Little did they know that their seemingly innocuous protest would trigger the momentous events which would in effect end the rule of communism in the country a mere 10 days later.
That peaceful student protest on 17 November, which ended with brutal violence in central Prague when riot police blocked off escape routes and severely beat students taking part in the demonstration, led to what would later become known as the Velvet Revolution, an avalanche of popular protests, held almost daily in Czech and Slovak cities.
It culminated in the appointment of the country's first non-communist government in more than four decades and the election of Vaclav Havel, a playwright turned dissident, to the post of president.
Alexander Dubcek, the reform communist hero of Prague Spring, was elected the federal Czechoslovak Speaker. The communist government, discredited and powerless against the demands of protesters, had to admit defeat and step down.
This non-violent transition of power earned its moniker primarily for its peaceful nature - not a single life was lost during the process.
It is fair to say that the Velvet Revolution would not have been possible were it not for the dramatic developments unfolding in the other communist bloc countries.
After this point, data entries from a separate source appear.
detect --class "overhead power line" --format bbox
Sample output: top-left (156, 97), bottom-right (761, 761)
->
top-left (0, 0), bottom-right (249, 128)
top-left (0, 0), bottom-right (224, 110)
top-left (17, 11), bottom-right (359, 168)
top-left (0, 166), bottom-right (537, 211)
In particular, the fall of the Berlin Wall on 9 November in neighbouring East Germany gave many Czechoslovaks hope of possible change in their own country.
But despite the wave of reform that was already sweeping through Europe, many feared a repeat of the dramatic events of 1968 when, on the night of 20-21 August, Warsaw Pact troops led by the Soviet Union invaded Czechoslovakia to halt political liberalisation, also known as the "Prague Spring".
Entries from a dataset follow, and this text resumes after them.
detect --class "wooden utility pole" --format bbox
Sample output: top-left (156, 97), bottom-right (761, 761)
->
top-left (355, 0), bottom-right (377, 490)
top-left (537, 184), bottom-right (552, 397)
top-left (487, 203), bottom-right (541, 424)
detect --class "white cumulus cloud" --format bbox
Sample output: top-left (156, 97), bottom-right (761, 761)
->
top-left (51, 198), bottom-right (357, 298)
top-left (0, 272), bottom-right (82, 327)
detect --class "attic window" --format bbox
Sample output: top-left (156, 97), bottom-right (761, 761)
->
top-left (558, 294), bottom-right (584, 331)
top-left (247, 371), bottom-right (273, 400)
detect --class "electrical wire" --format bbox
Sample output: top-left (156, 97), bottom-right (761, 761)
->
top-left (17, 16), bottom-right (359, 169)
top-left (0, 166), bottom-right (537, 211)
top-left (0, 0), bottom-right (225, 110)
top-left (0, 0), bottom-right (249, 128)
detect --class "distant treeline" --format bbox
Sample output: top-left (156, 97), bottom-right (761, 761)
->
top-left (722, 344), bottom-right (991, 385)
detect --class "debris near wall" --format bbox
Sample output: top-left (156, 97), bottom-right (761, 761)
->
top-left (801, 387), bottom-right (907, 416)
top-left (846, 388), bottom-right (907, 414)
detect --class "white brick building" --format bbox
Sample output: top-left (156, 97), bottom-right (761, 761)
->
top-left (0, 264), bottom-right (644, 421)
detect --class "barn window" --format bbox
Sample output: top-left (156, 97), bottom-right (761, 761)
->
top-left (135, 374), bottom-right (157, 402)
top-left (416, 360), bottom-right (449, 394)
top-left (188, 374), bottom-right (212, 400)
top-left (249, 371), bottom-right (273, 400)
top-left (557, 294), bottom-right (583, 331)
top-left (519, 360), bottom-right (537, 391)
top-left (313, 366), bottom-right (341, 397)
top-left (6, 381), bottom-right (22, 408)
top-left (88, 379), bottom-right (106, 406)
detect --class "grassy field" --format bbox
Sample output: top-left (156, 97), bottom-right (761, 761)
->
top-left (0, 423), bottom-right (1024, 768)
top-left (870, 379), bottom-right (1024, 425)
It is not possible to mention the Velvet Revolution without mentioning the Velvet Divorce - the amicable dissolution of Czechoslovakia, which took effect on 1 January 1993 and saw the self-determined split of the federal state into the Czech Republic and Slovakia.
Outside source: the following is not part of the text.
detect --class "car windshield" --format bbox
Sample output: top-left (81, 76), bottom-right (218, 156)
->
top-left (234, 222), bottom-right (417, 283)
Although many citizens of the two countries are still convinced that this was not a wise step to take, it was arguably one of the most notable political achievements in post-communist Europe. The break-up was accomplished peacefully, following the example of the bloodless transfer of power three years previously.
There is no doubt that the consequences of those dramatic events of 1989 put Czechoslovakia on the path to democracy. Restrictions on the media, speech and travel were lifted. The new, democratic government liberalised the country's law with respect to both politics and the economy, creating an open and free society.
But as both countries prepare to mark a quarter of a century of freedom, a survey conducted recently by the Public Opinion Research Centre suggests a full sixth of Czechs still long for a return to communism.
They appear equally split on whether their country's current political leadership is moving the country forward.
Other research, carried out by the Medea agency, suggests that although 84% of Czechs are aware that 17 November is celebrated as a national holiday to remember the Velvet Revolution, only 30% of people below the age of 30 are aware of this. The poll also suggests that only three out of five people think their quality of life is better now than it was before 1989.
Similarly, in Slovakia there is disillusionment with the current government and its policies. The leading party, Smer, was forced to cancel a concert planned to coincide with the anniversary after performers expected to take part pulled out because they did not want to be associated with the party.
Despite that, most citizens of the former federation remember the euphoria of 1989 with nostalgia and fondness, and the younger generation mostly appears to be fully aware of the significance of the revolution.
Fedor Gal, a Slovak politician and sociologist who has lived in Prague since 1991 and was one of the leading protagonists of the 1989 revolution, summed up similar sentiments in a recent interview: "We keep complaining and whinging, despite the fact that our life is good!"
And Czech ex-President Vaclav Klaus echoed this view in an interview with the Czech weekly Echo24: "Without looking at the past 25 years through rose-tinted glasses, I think that our transformation was a success. The basic goal associated with the fall of communism was freedom. November 1989 gave us this freedom."